BERLIN. In der Debatte zum 30. Jahrestag der Deutschen Einheit am Freitag im Bundestag hat Vizekanzler Olaf Scholz (SPD) die Wiedervereinigung als „Erfolgsgeschichte“ bezeichnet. Heute würden viele sagen, „das ist ein Land, das ist geglückt“. Die Einheit sei „von unten gekommen, sie ist erkämpft worden“. Sie sei ohne die Einbindung der Bundesrepublik in die Europäische Union jedoch nicht möglich gewesen, wodurch Deutschland für den Staatenverbund eine „ganz besondere Verantwortung“ trage.
AfD-Chef Tino Chrupalla lobte die Wiedervereinigung als patriotischen Akt. Die Bürger im Osten hätten alles für die Freiheit risksiert und für ihr Land gekämpft. Er betonte die gewonnenen Freiheiten nach dem Ende der DDR. Zugleich verlangte er, die Lebensumstände zwischen Ost und West 30 Jahre nach der Wiedervereinigung anzugleichen und kritisierte, daß Ostdeutschland wiederholt mit Rechtsextremismus in Verbindung gebracht werde.
Der stellv. Fraktionsvorsitzende der #AfD, @Tino_Chrupalla, ein Kind der Lausitz, erinnert daran, dass in der #DDR nicht alles schlecht war. Es gab ein Miteinander – diese Mitmenschlichkeit ist leider auf der Strecke geblieben… #30JahreEinheit pic.twitter.com/8F1XLKY8JR
— AfD-Fraktion im Deutschen Bundestag 🇩🇪 (@AfDimBundestag) October 2, 2020
Der FDP-Vorsitzende Christian Lindner betonte, die Revolution 1989 sei hart erkämpft worden. Sie habe gezeigt, daß man mit Mut und dem Drang nach Freiheit friedlich Diktaturen stürzen könne. Er erinnerte auch daran, daß die Grünen nicht mehr an die Wiedervereinigung glaubten.
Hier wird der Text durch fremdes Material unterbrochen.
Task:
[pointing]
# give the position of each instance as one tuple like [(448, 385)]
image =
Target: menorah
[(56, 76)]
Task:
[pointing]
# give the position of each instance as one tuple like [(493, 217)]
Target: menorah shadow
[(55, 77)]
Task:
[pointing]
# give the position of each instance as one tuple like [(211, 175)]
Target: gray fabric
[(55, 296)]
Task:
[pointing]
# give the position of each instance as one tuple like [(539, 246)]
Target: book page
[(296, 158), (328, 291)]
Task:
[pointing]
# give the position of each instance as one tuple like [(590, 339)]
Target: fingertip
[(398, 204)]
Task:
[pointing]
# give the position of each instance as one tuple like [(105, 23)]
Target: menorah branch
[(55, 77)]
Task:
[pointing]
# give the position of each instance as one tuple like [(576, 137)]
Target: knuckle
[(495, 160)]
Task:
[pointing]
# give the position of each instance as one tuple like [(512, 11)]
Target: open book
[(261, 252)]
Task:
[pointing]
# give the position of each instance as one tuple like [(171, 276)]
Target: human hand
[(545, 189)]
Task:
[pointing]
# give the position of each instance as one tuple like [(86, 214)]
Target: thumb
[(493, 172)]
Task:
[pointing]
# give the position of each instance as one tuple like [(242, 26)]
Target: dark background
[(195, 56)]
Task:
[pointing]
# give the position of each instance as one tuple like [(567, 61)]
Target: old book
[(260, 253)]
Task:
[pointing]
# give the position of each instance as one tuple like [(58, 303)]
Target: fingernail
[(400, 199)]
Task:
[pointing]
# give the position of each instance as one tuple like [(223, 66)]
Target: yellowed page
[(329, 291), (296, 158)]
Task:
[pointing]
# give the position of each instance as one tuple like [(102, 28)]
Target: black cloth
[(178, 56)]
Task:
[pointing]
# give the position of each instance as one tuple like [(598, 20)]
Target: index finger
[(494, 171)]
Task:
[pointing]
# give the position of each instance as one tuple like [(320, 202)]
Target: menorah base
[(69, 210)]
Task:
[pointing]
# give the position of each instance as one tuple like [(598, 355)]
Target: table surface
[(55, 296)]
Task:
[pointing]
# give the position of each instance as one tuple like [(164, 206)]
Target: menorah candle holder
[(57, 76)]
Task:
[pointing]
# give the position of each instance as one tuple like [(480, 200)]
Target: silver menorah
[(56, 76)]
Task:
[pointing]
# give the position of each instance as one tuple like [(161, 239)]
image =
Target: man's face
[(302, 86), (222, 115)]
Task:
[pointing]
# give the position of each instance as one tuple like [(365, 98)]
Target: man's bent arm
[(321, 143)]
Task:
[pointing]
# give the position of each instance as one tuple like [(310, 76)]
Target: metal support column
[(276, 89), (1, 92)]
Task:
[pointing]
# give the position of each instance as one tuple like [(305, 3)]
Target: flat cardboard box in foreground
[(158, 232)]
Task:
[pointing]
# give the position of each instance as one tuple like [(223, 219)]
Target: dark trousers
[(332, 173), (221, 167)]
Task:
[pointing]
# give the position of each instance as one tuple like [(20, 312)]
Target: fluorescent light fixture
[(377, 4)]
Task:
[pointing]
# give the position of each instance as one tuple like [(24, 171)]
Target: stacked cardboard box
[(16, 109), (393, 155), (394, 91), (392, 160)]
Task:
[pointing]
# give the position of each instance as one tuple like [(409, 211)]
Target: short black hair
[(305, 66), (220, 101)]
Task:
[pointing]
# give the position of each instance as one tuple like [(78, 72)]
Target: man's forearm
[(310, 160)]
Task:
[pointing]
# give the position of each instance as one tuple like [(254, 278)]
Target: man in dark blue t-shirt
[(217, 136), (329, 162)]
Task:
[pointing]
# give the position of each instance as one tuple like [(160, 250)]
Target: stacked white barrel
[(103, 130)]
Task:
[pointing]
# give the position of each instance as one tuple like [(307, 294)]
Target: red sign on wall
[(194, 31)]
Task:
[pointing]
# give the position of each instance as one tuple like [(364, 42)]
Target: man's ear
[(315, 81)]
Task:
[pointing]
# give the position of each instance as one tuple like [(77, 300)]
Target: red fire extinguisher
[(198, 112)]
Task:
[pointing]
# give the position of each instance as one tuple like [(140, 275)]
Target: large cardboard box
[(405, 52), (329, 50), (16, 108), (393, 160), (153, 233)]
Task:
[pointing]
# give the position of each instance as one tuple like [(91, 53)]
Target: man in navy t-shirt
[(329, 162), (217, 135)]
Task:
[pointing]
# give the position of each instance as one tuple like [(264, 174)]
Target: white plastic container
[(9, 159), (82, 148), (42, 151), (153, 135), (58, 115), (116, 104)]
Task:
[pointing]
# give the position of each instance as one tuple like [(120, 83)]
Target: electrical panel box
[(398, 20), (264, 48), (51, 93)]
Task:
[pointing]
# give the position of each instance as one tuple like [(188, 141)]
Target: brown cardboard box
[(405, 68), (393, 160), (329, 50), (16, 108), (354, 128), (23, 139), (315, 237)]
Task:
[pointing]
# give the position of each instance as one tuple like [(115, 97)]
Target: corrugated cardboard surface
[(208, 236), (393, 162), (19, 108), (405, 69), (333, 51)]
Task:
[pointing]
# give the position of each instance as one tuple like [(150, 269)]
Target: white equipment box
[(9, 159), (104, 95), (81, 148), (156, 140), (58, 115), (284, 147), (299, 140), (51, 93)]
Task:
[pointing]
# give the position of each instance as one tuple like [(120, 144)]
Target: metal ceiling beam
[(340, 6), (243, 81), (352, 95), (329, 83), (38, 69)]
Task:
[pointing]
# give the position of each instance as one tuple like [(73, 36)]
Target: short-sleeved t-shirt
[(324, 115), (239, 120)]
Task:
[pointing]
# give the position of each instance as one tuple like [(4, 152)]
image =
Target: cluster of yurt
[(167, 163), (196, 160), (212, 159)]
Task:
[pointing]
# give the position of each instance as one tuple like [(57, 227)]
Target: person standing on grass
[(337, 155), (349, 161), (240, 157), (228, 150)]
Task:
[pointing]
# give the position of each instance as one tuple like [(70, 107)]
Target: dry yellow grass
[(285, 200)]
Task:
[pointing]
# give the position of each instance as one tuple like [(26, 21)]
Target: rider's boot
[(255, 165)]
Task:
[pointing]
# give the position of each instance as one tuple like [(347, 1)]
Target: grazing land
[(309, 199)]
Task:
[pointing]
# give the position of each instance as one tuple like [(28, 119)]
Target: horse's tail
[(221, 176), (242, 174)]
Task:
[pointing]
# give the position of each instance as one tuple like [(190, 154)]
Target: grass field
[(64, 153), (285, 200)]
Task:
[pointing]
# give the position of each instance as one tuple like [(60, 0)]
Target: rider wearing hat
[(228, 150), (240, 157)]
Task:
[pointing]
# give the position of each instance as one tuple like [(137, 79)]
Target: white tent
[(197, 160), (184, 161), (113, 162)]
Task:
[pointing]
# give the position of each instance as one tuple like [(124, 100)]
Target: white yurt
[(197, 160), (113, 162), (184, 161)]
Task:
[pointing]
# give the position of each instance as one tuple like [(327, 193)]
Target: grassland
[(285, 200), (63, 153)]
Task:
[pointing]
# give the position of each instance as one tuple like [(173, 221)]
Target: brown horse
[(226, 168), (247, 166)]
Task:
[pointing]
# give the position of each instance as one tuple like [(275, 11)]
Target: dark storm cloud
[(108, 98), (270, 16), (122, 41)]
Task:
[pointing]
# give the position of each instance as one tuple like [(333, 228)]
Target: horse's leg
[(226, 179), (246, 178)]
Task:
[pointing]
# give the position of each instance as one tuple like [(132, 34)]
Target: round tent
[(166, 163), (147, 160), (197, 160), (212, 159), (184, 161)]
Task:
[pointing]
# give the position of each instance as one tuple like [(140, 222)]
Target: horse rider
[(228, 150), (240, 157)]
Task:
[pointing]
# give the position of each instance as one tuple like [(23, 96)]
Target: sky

„Manche hatten den Glauben an die #Einheit längst aufgegeben – Joschka Fischer von @GrueneBundestag zum Beispiel. Aber Helmut #Kohl und #Hans-Dietrich #Genscher haben Mut und Weitsicht bewiesen.“ @c_lindner #DeutscheEinheit #30JahreEinheit #deineEinheit pic.twitter.com/MMaCKlsQTV
— Fraktion der Freien Demokraten (@fdpbt) October 2, 2020
Göring-Eckardt warnt vor „Nazis“
Die Grünen-Fraktionsvorsitzende Katrin Göring-Eckardt sagte, Deutschland sei heute freier und weltoffener und habe die Demokratie als Grundlage. Sie beklagte, daß heute zu wenig Bürger aus den östlichen Bundesländern in Führungspositionen seien. Die Herausforderungen seien heute genauso groß wie damals. Als Beispiel nannte sie die angebliche Klimakrise. Deutschland müsse weiter verändert werden. Sie warnte zudem: „Wer heute Nazis wählt, wählt Spaltung, Gewalt, Fake-News und Unanständigkeit.“
Nicht nur der Osten, auch der Westen hat sich verändert. Deutschland 2020 ist ein anderes Land:
Wir sind freier, weltoffener, vielfältiger und wir haben die Demokratie als Grundlage. Das ist gemeinsam großartig!@GoeringEckardt über #30JahreEinheit pic.twitter.com/bxvZReyBTe
— Grüne im Bundestag 🇪🇺🏳️🌈 (@GrueneBundestag) October 2, 2020
Die CDU-Abgeordnete Yvonne Magwes lobte die Errungenschaften der friedlichen Revolution, wies aber auch auf die Belastung hin, die sich daraus für diejenigen ergeben hätten, die ihren Arbeitsplatz verloren. Es böten sich mit der Wiedervereinigung „viele neue, große Chancen“.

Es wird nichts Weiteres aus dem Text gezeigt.